Building an implicitly parallel language for the Dataflow Software Stack

Printer-friendly version

You should take this topic if you:

  • like working on programming languages and their inner workings.
  • want to learn about modern and future processor hardware.
  • have an open mind about unconventional ways to program.
  • followed the "Functional Programming" course (recommended but not required)
  • followed the "Compilers" course (recommended but not required)

Parallel programming is hard. Programmers have been avoiding it as much as possible over the years, relying on the processor hardware getting faster and faster to speed up their code. This has come to an end however, single processor speeds have stagnated and nearly all desktop processors have spawned multiple processing cores. Programmers are now forced to take on parallel programming with languages, techniques and tools created for sequential programming.

This thesis subject tries to avoid the common approach to this problem; adapting the existing languages to fit in this parallel world. Instead, we go back to the root of the problem and propose a programming style that is better suited to the current trends in processing hardware. Almost all popular programming languages use the so-called von Neumann model of computation, where a processor runs through a program sequentially and can uniformly access a large global memory store. This is a simple model that works well on a single processor, but it quickly becomes a problem when used on programs that have to execute in parallel.

In programming languages using the dataflow model of computation, there is no global memory and no forced sequential execution of code. Operations are executed if the data it depends on becomes available. This leaves open exactly when each operation is executed, and allows compilers or interpreters to distribute the computation automatically. Optimizing compilers convert their source language to the dataflow model for this reason, but are severely restricted by the source language. For example we find successful parallelizing compilers for FORTRAN, but not for C or Java. Similarly, modern processors do dataflow execution deep down inside, but the input 'language' (x86) is still sequential.
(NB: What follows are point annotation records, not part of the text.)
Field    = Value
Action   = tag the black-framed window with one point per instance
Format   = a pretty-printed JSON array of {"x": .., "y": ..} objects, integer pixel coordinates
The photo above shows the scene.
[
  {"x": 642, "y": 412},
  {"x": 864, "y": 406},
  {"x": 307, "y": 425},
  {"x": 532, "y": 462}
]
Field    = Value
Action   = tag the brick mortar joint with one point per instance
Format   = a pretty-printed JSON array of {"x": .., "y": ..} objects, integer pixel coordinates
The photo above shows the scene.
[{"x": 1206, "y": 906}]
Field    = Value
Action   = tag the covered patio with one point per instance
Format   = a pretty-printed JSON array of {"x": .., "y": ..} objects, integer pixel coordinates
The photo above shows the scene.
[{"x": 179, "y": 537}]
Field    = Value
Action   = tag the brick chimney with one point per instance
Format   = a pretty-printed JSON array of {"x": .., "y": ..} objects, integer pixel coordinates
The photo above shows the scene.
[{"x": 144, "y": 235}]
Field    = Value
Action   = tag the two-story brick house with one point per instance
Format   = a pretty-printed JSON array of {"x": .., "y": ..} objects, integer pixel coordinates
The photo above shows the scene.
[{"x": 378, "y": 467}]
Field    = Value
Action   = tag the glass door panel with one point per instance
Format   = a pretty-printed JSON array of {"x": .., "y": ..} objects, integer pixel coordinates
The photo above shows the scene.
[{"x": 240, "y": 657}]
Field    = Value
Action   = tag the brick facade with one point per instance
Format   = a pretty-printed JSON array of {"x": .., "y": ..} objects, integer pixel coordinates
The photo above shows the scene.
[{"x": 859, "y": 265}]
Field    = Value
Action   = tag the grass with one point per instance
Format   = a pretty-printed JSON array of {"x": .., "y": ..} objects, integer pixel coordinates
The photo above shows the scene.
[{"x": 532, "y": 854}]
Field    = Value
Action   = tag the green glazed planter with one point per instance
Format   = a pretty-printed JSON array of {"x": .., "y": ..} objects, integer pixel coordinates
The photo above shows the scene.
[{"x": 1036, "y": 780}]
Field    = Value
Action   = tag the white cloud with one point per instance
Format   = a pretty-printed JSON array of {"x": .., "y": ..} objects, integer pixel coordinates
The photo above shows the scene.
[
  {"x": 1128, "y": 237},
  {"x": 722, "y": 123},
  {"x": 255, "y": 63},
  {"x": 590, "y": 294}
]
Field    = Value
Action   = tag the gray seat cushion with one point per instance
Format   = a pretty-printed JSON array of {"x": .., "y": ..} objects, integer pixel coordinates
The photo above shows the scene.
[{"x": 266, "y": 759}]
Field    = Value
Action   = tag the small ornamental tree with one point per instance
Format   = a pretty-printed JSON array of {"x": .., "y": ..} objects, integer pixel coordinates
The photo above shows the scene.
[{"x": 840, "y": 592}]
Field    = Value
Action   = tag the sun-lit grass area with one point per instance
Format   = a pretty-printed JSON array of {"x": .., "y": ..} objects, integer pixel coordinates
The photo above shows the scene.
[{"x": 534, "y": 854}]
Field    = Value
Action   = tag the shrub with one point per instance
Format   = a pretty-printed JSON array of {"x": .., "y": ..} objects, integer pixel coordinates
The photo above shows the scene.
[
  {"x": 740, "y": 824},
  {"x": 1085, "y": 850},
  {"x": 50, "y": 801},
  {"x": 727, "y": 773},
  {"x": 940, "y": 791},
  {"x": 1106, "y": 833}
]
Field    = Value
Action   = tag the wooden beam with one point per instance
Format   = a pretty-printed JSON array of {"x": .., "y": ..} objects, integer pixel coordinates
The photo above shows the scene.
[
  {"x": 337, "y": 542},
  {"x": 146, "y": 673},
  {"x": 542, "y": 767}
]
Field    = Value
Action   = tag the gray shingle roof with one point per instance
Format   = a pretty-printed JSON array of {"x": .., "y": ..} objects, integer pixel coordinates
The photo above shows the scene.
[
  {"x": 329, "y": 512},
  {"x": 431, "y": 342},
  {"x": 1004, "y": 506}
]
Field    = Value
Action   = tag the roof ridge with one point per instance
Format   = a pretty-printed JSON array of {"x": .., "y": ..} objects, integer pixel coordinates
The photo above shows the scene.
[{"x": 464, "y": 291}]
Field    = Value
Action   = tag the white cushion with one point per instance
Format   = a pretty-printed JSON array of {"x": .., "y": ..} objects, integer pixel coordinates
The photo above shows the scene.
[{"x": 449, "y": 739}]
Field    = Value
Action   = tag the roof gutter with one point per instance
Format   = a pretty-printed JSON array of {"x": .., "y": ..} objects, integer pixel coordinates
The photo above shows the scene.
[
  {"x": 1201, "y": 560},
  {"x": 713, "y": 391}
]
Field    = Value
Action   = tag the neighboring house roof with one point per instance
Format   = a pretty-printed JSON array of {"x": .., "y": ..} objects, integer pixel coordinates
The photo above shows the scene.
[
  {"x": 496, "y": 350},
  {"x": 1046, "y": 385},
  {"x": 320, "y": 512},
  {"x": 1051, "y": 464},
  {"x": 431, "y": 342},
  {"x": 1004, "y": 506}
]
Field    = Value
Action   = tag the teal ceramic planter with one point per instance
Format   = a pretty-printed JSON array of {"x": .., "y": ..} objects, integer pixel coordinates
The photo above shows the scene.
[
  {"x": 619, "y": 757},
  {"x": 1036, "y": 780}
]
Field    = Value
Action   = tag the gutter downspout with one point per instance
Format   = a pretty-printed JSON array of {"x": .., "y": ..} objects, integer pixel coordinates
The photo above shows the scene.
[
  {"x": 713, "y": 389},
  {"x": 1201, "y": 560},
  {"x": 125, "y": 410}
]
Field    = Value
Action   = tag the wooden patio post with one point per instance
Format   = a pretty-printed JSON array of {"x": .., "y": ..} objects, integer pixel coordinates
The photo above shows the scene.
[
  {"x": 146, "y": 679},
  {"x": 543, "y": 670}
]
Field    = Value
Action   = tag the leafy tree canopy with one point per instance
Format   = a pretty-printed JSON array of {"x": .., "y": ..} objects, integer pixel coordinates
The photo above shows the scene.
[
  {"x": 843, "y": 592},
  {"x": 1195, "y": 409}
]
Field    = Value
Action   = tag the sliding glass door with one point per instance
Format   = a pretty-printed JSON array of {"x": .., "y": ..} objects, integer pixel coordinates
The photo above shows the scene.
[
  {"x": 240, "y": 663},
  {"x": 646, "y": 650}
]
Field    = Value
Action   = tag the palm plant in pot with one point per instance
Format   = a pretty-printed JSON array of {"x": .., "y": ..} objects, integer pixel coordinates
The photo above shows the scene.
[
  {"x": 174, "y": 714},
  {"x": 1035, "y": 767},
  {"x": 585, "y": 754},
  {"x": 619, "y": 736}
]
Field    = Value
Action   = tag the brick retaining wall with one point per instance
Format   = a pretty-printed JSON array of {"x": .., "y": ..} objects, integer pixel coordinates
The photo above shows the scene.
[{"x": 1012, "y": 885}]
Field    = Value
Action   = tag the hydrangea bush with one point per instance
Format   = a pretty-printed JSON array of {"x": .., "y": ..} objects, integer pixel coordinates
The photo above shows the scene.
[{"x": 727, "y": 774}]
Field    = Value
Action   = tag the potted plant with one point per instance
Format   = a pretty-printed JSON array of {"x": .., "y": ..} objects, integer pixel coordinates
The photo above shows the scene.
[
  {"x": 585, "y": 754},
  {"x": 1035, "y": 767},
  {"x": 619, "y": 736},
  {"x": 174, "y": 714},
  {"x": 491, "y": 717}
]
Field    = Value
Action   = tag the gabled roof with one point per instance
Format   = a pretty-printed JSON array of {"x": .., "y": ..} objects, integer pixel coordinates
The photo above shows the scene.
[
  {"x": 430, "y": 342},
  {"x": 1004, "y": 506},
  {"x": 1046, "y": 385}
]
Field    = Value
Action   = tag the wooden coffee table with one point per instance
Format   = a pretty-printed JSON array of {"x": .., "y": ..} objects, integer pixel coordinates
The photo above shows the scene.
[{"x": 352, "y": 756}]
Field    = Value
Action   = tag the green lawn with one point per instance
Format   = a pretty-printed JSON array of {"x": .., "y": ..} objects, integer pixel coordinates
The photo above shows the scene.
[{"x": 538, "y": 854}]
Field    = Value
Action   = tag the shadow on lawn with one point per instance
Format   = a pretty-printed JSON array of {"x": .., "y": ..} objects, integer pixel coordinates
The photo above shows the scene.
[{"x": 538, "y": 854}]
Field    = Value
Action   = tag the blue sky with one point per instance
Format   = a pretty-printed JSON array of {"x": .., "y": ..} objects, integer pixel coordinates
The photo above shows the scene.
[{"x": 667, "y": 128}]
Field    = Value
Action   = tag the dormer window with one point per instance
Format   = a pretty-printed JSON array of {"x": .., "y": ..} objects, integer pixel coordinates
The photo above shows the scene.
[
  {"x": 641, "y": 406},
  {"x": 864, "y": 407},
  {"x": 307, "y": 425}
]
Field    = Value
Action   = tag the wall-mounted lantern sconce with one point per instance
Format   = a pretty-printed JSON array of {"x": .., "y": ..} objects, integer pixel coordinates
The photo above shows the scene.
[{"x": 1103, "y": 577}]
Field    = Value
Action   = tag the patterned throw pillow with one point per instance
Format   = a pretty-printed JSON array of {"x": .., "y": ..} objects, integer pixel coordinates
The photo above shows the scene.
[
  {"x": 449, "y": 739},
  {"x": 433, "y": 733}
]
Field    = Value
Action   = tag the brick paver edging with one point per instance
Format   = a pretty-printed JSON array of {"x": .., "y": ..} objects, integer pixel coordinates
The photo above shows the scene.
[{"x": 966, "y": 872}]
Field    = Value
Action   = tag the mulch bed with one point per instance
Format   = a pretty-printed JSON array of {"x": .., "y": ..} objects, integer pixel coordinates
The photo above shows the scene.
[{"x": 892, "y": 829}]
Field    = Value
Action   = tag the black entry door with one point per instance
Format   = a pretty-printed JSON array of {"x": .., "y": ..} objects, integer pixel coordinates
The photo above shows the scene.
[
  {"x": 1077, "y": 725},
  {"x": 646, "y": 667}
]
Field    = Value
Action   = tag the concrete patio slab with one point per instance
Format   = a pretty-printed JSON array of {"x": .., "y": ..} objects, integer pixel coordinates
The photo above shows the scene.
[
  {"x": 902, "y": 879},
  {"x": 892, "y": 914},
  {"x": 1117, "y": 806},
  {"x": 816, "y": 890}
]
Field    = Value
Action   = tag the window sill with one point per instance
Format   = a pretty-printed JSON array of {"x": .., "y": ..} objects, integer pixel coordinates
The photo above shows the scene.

Disregarding market forces, this is a strange situation: compilers convert to a nicely parallel dataflow representation for ease of reasoning over the program, and transform that back to a sequential language to talk to the processor. That processor's hardware then transforms the input program again for parallel dataflow execution. Our proposal is to cut away this middle man and establish dataflow as the language interface between software and hardware.

In order to achieve this, work has been started on a dataflow software stack. The various components of this stack talk to each other through the use of various dataflow program representations. Work by earlier thesis students has already produced prototypical versions of such a stack, but the refinement of these components still presents a lot of interesting research opportunities.

Goal & Research Activities: 

The goal of this thesis is to build an implicitly parallel language that will run on top of the existing dataflow execution engine. In a first stage you will have to familiarize yourself with the related research literature. You have a large body of related research to fall back on, in both compiler technology research, dataflow processor hardware and parallel language implementations. This will help you build up know-how and clearly outline your research contribution later on. More importantly, it will help you develop the strategy for the next stage.

As a second stage, you will design an implicitly parallel programming language and its compiler. You will be free to choose the actual technologies and platforms you use to reach this goal, within reason. Throughout this phase, you are free to focus on either the design of the programming language or on the dataflow-specific optimizations that your compiler provides.